Into Our Future

The Challenges of Reskilling Work Forces -- Part 2

Episode Summary

During an age of mass economic disruption and customer reorientation, innovative leaders will wrestle not only with the challenges of reskilling existing work forces, but also must filter every initiative through politics, social chaos, and industry axioms if they are to add clarity to the Innovation Predicament.

Episode Notes

As we think about the demands for reskilling of work forces, it is overshadowed by the movement of the Doomsday Clock now at 100 seconds—the closest time to midnight ever “posted” regarding the likely extinction of humankind.  Why do I bring this up?  It is about scaring the hell out of you, or as management consultants like to charge you for, “creating the burning platform?” Should reskilling even be a concern against the backdrop of huge climate challenges and caustic politics?  With rising sea levels and temperatures, global famine, and unchecked populations, it would seem the time is nigh for anything except macro issues—and reskilling work forces is not consistently in the top 10.

However, unlike those “learned” individuals who contemplate the end of humans, I find myself increasingly contemplating the fate of unprepared humans—those who lack the skills and capabilities to survive the expansion of the Fourth Industrial Revolution (4IR), or what some have coined “Industry 4.0”.  We have an Innovation Predicament (report released February 2020) created by the rapid adoption of hyper accelerated innovation without understanding fully the ramifications and believing that all innovation is benevolent.  

An intensifying challenge for reskilling of existing worker involves caustic local and national politics.  Individuals are bringing their polarized beliefs and values to work with them resulting in management challenges previously not seen since the Vietnam War.  As divisions grow progressively vemonistic across factories, offices, and universities, so do the challenges of adapting to growing digital demands by existing workers who do not have the required competencies.  These political animosities spill over into delivery supply chains (e.g., partners, outsourcers) making it more difficult and expensive to serve the customer and recognize corporate profitability. 

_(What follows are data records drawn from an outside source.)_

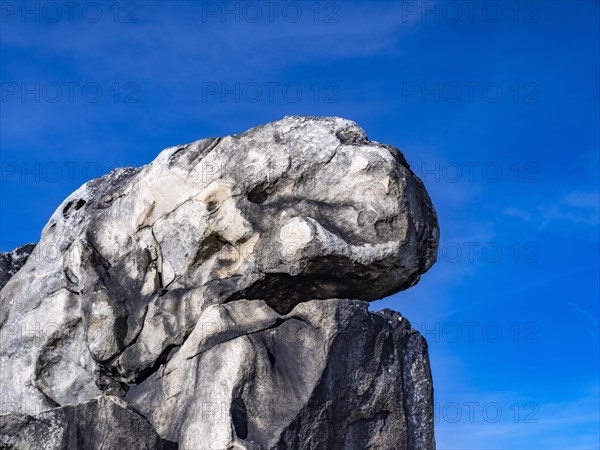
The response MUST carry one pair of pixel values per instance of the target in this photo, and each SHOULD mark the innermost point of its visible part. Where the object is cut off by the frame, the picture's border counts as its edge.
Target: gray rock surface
(105, 423)
(11, 262)
(255, 234)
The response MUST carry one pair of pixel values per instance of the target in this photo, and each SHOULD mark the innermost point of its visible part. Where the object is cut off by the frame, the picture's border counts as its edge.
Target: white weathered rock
(105, 423)
(242, 230)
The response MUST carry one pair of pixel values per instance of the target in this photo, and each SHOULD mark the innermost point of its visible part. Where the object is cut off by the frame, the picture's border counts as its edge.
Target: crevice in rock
(282, 291)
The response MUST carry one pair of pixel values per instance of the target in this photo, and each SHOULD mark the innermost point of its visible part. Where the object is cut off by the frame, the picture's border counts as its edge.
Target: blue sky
(494, 104)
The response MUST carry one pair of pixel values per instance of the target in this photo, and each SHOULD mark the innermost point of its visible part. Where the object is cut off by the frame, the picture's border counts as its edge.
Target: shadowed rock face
(254, 234)
(11, 262)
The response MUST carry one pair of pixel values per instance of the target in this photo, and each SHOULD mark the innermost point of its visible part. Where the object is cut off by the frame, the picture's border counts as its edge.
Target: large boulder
(265, 226)
(105, 423)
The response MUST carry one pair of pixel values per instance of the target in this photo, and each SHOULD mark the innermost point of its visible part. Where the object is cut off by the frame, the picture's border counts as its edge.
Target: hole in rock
(239, 416)
(73, 205)
(259, 194)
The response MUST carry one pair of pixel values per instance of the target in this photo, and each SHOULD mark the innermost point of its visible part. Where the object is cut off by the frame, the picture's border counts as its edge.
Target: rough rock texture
(105, 423)
(11, 262)
(328, 375)
(211, 276)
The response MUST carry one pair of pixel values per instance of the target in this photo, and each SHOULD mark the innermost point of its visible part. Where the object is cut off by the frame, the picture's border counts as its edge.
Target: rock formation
(220, 293)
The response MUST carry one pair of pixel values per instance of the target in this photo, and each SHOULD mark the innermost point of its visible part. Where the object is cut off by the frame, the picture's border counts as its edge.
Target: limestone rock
(11, 262)
(328, 375)
(258, 233)
(105, 423)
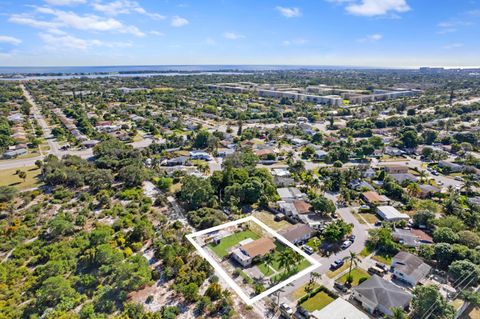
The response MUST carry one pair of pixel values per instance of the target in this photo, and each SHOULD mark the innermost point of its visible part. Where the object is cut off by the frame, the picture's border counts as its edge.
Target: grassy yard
(370, 218)
(300, 292)
(222, 249)
(268, 219)
(9, 178)
(284, 275)
(384, 259)
(333, 274)
(317, 302)
(357, 274)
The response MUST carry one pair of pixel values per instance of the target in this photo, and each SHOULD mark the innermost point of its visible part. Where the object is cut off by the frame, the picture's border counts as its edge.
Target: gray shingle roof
(382, 292)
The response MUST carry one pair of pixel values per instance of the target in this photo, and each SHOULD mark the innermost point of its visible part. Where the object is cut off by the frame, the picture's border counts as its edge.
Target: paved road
(47, 133)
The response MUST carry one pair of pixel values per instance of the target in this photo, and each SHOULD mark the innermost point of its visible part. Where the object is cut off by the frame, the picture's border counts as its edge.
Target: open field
(357, 274)
(268, 219)
(222, 249)
(317, 302)
(9, 178)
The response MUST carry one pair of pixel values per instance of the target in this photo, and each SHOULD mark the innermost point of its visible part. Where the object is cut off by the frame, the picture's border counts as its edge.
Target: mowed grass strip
(357, 274)
(8, 177)
(223, 248)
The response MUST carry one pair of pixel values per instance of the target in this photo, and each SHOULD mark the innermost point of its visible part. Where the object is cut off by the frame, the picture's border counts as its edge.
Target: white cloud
(372, 8)
(297, 41)
(71, 42)
(32, 22)
(210, 41)
(157, 33)
(232, 36)
(453, 46)
(88, 22)
(178, 22)
(65, 2)
(9, 40)
(124, 7)
(289, 12)
(371, 38)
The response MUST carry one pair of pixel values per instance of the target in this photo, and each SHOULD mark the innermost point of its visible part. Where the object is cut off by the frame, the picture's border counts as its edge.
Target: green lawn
(284, 275)
(357, 274)
(385, 259)
(300, 292)
(268, 219)
(275, 265)
(317, 302)
(222, 249)
(9, 178)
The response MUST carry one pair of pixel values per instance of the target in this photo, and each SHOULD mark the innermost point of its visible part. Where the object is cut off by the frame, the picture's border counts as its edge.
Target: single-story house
(412, 237)
(452, 167)
(409, 268)
(339, 309)
(378, 295)
(396, 169)
(374, 198)
(251, 249)
(297, 233)
(391, 214)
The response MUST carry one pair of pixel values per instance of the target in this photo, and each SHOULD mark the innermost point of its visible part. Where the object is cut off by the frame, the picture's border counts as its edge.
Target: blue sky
(397, 33)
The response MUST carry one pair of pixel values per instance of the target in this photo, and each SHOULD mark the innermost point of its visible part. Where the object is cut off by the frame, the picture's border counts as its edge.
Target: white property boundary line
(249, 301)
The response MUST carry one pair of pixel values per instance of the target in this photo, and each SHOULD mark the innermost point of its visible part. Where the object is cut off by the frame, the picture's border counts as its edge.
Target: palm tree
(398, 313)
(353, 259)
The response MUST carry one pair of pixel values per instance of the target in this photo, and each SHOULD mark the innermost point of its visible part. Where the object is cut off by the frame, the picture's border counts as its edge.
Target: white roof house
(339, 309)
(391, 214)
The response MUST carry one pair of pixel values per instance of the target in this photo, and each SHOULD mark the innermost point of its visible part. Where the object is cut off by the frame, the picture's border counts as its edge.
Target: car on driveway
(337, 264)
(346, 244)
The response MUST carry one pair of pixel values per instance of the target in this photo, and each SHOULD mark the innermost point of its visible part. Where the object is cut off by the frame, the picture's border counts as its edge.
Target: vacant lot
(317, 302)
(357, 274)
(223, 248)
(9, 177)
(268, 219)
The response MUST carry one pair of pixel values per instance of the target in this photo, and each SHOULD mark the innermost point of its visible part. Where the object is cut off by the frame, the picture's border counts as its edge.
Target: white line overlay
(249, 301)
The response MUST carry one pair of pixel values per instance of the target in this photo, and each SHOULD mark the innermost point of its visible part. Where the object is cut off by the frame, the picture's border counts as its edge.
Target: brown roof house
(250, 249)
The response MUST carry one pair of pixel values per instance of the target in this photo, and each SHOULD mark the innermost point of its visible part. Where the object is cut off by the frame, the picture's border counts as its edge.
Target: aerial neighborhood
(358, 193)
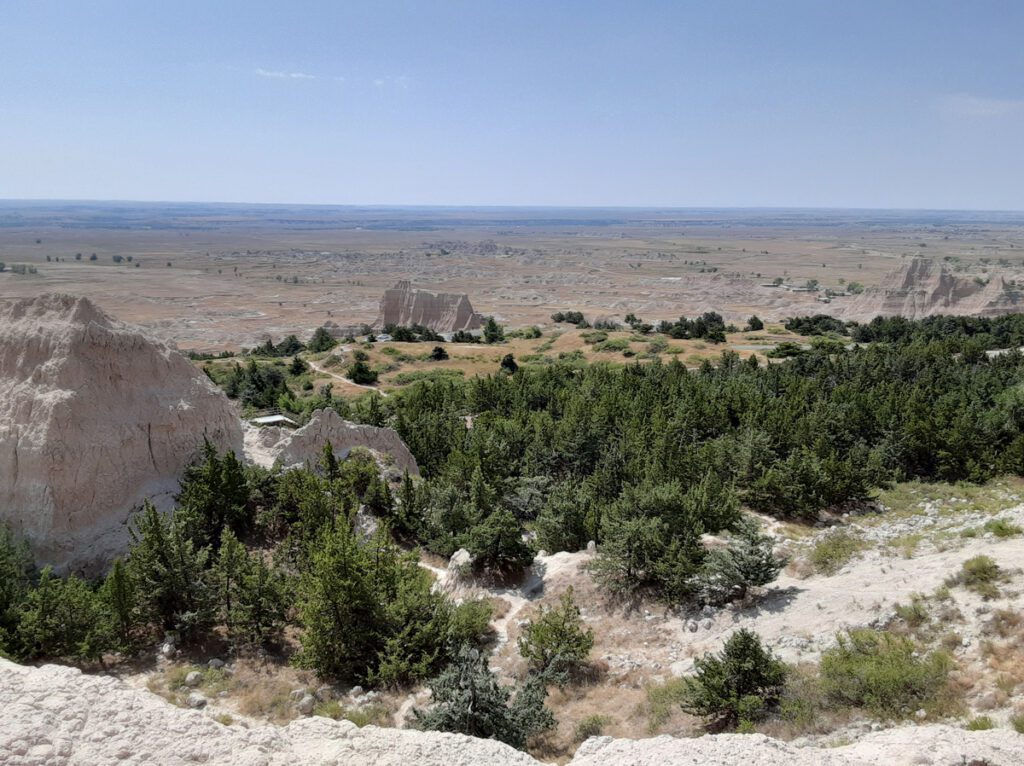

To reinforce these occurrences, from a recent poll (see Society for Human Resource Management), 59% of workers state that politics have become more of an issue compared to four years prior.  Additionally, as the 2020 U.S. presidential elections draw closer, the dysfunctionality between working peers is anticipated to rise significantly as tensions come to the surface and divisive topics presented by candidates as “us versus them”.  The demands for reskilling due to innovational progression are extraordinary—but so are the limiting factors inhibiting enterprise efforts.